The present invention pertains in general to the fabrication of semiconductor devices and, in particular, to selfaligned methods for manufacturing high density integrated circuits.
A recent advance in the manufacture of high density integrated circuits has been the development of epitaxial base devices. Devices of this type are formed within thin epitaxial layers grown on the surface of a semiconductor substrate. One prior art method uses oxide to form the isolation region around a device and a buried layer under the device to form a collector region. Another method is collector diffused isolation (CDI) where an annular doped region is diffused down to contact a buried layer thus simultaneously delineating the base-collector and the collector-isolation junctions of the device. The major advantage in epitaxial base devices is that much smaller devices can be fabricated without causing emitter-collector shorts. Studies show that the incidence of emitter-collector shorts is inversely proportional to the width of the base region of a integrated circuit device. Thin epitaxial layers which can be formed with a uniform low concentration level allow the fabrication of devices with a wider base region with no sacrifice in current gain.
Another recent advance in fabricating high density integrated circuits is the use of self-aligning techniques.
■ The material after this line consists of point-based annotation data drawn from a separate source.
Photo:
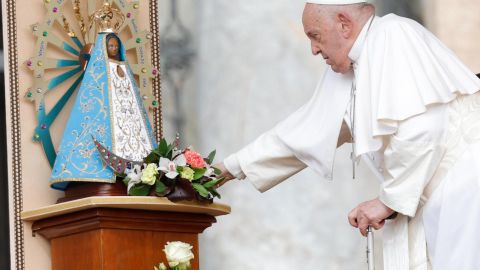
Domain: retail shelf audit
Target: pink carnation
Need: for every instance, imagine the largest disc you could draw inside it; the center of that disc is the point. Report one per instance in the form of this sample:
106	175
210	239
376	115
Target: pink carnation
194	159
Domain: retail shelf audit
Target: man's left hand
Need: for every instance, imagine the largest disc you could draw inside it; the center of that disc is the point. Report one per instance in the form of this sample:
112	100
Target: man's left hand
368	213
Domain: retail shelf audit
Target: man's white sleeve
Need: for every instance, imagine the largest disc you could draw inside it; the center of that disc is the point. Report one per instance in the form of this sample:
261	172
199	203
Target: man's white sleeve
265	162
411	158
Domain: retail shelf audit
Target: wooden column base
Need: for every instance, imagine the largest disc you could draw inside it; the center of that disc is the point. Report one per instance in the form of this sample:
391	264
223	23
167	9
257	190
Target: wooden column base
80	190
128	234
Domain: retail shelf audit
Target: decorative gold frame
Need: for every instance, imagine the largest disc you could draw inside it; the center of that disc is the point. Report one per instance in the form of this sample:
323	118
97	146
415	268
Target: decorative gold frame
15	183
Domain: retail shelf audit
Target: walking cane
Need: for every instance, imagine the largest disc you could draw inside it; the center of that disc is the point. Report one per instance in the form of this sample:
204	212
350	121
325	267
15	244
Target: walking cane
370	259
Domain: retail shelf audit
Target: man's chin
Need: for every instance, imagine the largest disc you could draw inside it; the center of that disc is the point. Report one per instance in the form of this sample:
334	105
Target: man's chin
337	69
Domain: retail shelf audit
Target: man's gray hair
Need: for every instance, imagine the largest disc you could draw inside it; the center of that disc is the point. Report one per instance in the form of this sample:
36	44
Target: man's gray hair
356	11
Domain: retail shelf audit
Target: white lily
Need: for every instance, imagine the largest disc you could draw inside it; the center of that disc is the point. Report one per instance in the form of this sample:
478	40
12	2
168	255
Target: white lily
209	172
169	167
135	176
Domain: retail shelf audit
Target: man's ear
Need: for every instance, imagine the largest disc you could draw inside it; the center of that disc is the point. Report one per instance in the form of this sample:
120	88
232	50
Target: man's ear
346	25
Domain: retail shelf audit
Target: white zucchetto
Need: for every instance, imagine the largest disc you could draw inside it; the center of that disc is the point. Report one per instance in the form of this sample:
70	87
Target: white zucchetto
335	2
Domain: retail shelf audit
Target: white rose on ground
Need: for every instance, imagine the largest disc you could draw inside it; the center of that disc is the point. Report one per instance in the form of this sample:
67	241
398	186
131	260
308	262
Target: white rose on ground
178	254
These techniques use selectively etchable thin layers with openings in one layer forming the etching mask for openings in subsequent layers to form a given device region. In oxide structures, self-aligning techniques have been used to simplify and compact the formation of base contacts and emitter regions within a given device. Oxide isolation precludes, however, the self-alignment of these regions with respect to the isolation region since the openings in the masking layer cannot be preserved during the long oxide growth cycle required to form the isolation region.
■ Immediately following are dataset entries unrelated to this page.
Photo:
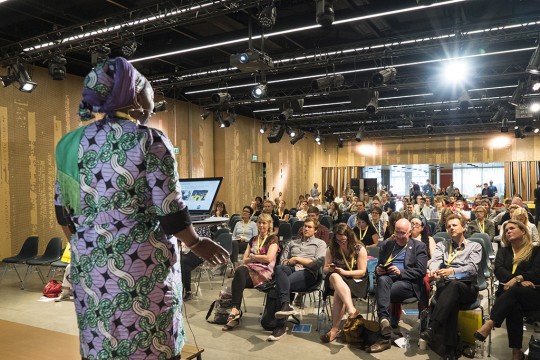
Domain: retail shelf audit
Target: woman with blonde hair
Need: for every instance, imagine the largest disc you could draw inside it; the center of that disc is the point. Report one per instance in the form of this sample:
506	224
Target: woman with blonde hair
345	266
517	267
520	214
258	268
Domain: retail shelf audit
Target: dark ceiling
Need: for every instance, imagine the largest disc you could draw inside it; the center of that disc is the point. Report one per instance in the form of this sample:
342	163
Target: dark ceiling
190	44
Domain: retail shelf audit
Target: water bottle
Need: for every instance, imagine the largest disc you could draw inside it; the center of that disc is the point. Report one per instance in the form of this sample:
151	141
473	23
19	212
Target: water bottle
407	340
478	350
321	325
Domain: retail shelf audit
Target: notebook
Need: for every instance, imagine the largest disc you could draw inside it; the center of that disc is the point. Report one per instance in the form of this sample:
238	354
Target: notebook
199	195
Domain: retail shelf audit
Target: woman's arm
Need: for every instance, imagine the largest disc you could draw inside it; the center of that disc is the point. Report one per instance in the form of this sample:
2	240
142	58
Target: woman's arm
327	261
266	259
247	253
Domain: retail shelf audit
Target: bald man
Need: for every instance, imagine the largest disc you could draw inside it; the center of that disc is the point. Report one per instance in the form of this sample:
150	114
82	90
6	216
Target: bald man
400	273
The diffusions used to form the collector region in a CDI integrated circit do not in themselves preclude selfalignment techniques but there is another reason why total self-alignment of emitter region, base metal contact and collector region cannot be obtained in conventional CDI structures. This is the fact that the overall surface of the base region of an epitaxial base device must receive higher doping if emitter efficiencies are to be maintained. Highest emitter efficiencies occur when injection of carriers from the emitter can be maximized in the base region directly under the emitter and minimized in the sidewall regions of the periphery of the emitter. Injection is a function of the impurity concentration (doping) of the emitter with respect to the base. Thus to maximize injection under the emitter, doping must be low in this region of the base whereas to minimize injection in emitter sidewall, doping must be high in this region of the base.
These requirements for improved emitter efficiency can be met by forming a thin, more highly doped layer at the surface of the base region. The depth of this more highly doped layer must be less than the depth of the emitter regions so that injection is retarded only in the sidewall regions of the emitter. A thin layer of this type can be formed by conventional diffusion techniques but the capability for self-alignment is then lost because the selectively etchable masking layers must be removed from the surface in order to accomplish the diffusion. Thus, prior art methods for the fabrication of epitaxial base integrated circuit structures have shown methods for self-alignment of regions interior to a given device or the formation of unpatterned shallow doped regions over the surface of the given device but not both.